Preparing for the Inevitable
For solopreneurs and small business owners, navigating the impending AI bubble burst requires strategic planning. This AI Bubble Review offers guidance for solopreneurs and small businesses. While AI tools can still provide value when used appropriately, it’s essential to avoid over-investment in unproven technologies. Focus on practical applications that deliver immediate ROI rather than speculative AI implementations.
For those looking to build sustainable business models that leverage technology effectively, consider exploring content creation strategies for solopreneurs with AI that emphasize practical, results-driven approaches rather than hype-driven implementations.

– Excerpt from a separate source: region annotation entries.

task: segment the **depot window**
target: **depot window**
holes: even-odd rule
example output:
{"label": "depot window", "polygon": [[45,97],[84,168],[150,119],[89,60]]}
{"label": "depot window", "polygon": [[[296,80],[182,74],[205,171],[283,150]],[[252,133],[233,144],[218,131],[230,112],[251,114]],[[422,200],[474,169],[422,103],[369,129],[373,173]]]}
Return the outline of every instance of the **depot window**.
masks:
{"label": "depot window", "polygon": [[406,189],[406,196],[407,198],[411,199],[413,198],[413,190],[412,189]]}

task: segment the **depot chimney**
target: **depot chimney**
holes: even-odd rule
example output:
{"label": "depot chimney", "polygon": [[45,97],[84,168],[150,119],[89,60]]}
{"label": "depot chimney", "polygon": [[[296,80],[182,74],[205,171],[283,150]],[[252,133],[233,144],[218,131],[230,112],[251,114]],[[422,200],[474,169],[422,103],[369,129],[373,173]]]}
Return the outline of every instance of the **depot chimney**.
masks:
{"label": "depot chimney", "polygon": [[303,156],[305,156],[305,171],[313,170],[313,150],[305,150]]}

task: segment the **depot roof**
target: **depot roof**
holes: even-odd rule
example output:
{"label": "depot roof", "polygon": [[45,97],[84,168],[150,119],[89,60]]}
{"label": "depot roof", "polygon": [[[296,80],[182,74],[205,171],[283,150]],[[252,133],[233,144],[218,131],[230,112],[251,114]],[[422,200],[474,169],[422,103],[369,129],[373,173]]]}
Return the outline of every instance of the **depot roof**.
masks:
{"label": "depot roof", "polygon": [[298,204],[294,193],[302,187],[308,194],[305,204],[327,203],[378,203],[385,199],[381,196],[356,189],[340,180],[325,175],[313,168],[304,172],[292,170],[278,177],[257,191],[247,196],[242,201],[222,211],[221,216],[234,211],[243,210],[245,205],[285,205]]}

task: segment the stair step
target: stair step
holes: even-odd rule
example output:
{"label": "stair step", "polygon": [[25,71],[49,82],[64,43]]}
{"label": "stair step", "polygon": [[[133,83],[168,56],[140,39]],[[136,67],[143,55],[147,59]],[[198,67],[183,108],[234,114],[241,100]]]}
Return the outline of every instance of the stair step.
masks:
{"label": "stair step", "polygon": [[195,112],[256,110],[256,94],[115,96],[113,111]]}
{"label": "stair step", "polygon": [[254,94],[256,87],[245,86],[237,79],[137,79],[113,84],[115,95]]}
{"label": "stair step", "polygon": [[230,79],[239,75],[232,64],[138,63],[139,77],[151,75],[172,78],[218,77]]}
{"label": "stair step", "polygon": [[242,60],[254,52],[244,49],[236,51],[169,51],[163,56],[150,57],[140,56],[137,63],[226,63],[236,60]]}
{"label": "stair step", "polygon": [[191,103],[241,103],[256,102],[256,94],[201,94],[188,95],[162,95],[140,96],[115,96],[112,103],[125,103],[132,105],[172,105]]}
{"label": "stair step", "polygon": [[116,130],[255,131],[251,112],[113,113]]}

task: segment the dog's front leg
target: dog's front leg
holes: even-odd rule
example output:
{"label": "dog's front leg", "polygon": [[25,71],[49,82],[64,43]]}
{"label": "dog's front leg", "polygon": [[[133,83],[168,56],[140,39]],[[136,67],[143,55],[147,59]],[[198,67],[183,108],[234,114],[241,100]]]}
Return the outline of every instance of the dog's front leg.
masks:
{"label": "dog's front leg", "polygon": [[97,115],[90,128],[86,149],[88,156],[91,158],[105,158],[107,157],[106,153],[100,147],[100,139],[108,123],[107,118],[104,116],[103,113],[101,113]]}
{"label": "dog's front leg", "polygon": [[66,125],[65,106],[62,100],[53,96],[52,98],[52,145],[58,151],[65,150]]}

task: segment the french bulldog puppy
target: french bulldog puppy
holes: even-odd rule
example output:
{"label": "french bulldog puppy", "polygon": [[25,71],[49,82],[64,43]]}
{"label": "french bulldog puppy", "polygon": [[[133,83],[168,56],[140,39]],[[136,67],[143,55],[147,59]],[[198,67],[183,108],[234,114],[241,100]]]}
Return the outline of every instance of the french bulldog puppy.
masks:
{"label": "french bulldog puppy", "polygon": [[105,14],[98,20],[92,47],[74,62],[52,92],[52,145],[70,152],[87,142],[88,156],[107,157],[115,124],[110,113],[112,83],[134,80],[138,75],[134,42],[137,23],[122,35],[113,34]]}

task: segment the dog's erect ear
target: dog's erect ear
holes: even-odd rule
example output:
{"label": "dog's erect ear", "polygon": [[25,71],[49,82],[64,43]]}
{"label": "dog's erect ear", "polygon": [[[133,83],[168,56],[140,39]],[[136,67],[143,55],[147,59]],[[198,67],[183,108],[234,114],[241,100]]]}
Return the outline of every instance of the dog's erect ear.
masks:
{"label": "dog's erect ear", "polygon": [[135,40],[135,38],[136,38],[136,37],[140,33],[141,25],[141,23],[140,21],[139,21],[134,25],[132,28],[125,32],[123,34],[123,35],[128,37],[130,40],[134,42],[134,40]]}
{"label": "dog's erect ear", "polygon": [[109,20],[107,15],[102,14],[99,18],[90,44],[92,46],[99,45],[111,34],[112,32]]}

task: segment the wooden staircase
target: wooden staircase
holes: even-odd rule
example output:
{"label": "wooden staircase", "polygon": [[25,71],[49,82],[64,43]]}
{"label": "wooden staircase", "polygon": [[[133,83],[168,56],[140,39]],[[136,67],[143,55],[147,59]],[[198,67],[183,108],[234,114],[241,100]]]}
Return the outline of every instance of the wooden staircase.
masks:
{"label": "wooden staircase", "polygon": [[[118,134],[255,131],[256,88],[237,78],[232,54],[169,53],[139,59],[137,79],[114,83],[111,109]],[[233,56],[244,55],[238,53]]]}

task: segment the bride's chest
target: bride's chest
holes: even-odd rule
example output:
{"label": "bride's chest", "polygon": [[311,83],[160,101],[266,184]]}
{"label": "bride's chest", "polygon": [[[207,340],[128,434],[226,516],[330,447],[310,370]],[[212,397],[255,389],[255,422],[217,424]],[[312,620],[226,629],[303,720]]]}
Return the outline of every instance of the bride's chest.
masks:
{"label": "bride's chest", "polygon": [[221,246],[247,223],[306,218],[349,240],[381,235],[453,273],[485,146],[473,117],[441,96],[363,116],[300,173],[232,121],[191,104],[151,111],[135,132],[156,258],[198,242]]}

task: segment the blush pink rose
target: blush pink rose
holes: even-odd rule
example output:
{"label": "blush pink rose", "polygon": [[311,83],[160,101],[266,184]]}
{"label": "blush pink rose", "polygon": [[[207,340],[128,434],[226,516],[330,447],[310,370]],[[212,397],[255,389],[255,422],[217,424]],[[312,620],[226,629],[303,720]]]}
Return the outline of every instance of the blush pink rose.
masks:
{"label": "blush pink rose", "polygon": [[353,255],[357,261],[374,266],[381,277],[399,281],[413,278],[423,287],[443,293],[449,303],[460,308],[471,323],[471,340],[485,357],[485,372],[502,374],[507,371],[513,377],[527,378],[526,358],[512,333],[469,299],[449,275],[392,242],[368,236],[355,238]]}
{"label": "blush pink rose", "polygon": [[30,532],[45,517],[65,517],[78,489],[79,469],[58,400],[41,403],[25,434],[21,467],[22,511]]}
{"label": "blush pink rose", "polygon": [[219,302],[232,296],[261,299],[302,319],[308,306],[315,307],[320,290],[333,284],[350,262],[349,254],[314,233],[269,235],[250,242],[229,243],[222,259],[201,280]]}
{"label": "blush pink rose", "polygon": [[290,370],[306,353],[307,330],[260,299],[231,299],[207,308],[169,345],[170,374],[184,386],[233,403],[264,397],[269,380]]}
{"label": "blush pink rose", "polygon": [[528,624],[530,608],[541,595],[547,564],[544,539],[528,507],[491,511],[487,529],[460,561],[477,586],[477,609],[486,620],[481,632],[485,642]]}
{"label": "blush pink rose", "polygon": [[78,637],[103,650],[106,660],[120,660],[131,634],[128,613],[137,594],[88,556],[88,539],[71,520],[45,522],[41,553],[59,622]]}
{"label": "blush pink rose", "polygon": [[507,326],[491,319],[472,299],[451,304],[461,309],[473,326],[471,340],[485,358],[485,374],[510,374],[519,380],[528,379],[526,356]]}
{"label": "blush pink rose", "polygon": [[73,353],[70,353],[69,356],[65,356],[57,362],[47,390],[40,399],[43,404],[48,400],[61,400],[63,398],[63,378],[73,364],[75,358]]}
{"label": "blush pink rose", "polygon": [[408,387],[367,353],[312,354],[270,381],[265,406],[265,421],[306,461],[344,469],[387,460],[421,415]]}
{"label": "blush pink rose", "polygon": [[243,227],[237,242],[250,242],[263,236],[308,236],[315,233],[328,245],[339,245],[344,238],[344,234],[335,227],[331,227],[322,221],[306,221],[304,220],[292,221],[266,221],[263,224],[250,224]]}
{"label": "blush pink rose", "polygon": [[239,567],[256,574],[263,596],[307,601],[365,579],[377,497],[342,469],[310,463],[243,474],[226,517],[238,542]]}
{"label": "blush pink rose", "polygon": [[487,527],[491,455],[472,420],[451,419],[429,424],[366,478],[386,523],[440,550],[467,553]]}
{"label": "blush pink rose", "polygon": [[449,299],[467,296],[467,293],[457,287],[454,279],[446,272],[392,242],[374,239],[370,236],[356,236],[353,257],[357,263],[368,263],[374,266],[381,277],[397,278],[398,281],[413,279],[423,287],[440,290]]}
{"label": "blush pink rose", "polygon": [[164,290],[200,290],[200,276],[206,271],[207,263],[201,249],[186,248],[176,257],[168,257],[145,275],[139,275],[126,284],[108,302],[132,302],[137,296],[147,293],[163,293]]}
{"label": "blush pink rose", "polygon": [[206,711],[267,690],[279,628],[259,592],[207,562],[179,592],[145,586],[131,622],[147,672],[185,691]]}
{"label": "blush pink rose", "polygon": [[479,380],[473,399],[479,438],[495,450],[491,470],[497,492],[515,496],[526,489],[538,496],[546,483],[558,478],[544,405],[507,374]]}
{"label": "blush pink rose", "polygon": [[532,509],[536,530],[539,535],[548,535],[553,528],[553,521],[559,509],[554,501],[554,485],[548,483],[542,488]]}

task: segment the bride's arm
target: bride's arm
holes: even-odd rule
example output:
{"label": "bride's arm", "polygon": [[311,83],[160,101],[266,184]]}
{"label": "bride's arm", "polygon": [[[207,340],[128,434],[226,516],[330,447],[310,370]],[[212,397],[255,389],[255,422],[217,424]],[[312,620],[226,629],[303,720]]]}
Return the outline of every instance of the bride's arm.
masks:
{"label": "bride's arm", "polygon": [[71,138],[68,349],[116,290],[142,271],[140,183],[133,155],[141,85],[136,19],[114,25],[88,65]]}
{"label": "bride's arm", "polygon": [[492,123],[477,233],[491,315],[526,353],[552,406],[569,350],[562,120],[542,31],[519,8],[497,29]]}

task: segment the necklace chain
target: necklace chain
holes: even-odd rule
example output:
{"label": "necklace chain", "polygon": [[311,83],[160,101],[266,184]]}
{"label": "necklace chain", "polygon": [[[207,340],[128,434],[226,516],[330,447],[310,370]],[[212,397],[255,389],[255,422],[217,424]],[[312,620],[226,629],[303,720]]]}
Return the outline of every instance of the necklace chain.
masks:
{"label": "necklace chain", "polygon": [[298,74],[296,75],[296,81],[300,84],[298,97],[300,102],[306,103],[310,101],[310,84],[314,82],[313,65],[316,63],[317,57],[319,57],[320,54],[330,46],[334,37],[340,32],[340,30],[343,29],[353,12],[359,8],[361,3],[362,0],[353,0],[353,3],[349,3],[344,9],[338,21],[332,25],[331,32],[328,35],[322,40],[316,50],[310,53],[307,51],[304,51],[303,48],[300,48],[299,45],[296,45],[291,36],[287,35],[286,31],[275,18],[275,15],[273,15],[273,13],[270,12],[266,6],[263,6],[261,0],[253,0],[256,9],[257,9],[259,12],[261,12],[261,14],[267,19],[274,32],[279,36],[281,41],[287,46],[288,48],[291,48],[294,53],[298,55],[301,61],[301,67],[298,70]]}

Conclusion: The Inevitable Burst
The AI bubble, like all bubbles before it, will eventually burst. The combination of unsustainable investment levels, minimal returns for most organizations, and the fundamental economic challenges facing even the industry leaders creates a perfect storm. When the bubble bursts, it won’t be a single dramatic announcement but rather a series of events leading to a pullback from big tech companies, a freeze in investment money, and the subsequent failure of many current AI companies.
In conclusion, this AI Bubble Review has outlined the factors that point to an inevitable burst. I believe the events outlined here could happen over the next 18 months, leading to the collapse of the AI bubble. The bursting of this bubble will serve as a valuable lesson in distinguishing between genuine technological innovation and market hype. For businesses and investors, the key takeaway should be to focus on sustainable value creation rather than speculative investments in technologies that haven’t proven their economic viability.